Peet also had special praise for his captain Farrell, who capped a fourth Challenge Cup winner's medal at the age of 33 - and more glory for the famous Farrell rugby family - with a typical solo burst for his first try in a Wembley final.

"Sometimes Liam's achievements can go noticed," added Peet.

"There have been some good back-rowers in Super League over the last 10 or 15 years but, in terms of success and playing in big games, Faz takes some beating."

Wigan - the rugby league club for all seasons

Wigan's 21st Challenge Cup triumph was their 18th at Wembley, although only their third at the new rebuilt stadium after it reopened following a seven-year gap in 2007.

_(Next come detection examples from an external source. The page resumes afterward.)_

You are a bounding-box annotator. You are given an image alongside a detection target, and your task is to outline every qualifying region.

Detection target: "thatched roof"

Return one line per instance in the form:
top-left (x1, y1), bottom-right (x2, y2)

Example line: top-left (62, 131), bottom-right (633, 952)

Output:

They won the first of them 100 years ago in Rochdale, when they beat Oldham 21-4 at the Athletic Grounds, the former home of Rochdale Hornets.

Wigan were then also the first Wembley Challenge Cup winners when they beat Dewsbury 13-2 in 1929 - six years after the old Empire Stadium had opened.

The Warriors also lifted the 2002 trophy in Edinburgh at Murrayfield, after the old Wembley had been bulldozed for redevelopment. And, 20 years later, they also won it at Tottenham as Wembley was unavailable.

But another first for this club's iconic connection with the Challenge Cup was to become the first to win it in the month of June.

They have lifted the trophy 10 times in May, eight times in April - including six of the phenomenal record eight straight wins between 1988 and 1995 - and twice in August, with their two previous successes at the new Wembley in 2011 and 2013.

Now, having won the the league title in September, the Grand Final in October and the World Club Challenge in February, showing up on rugby league's biggest stage in June has proved just what a club for all seasons they are.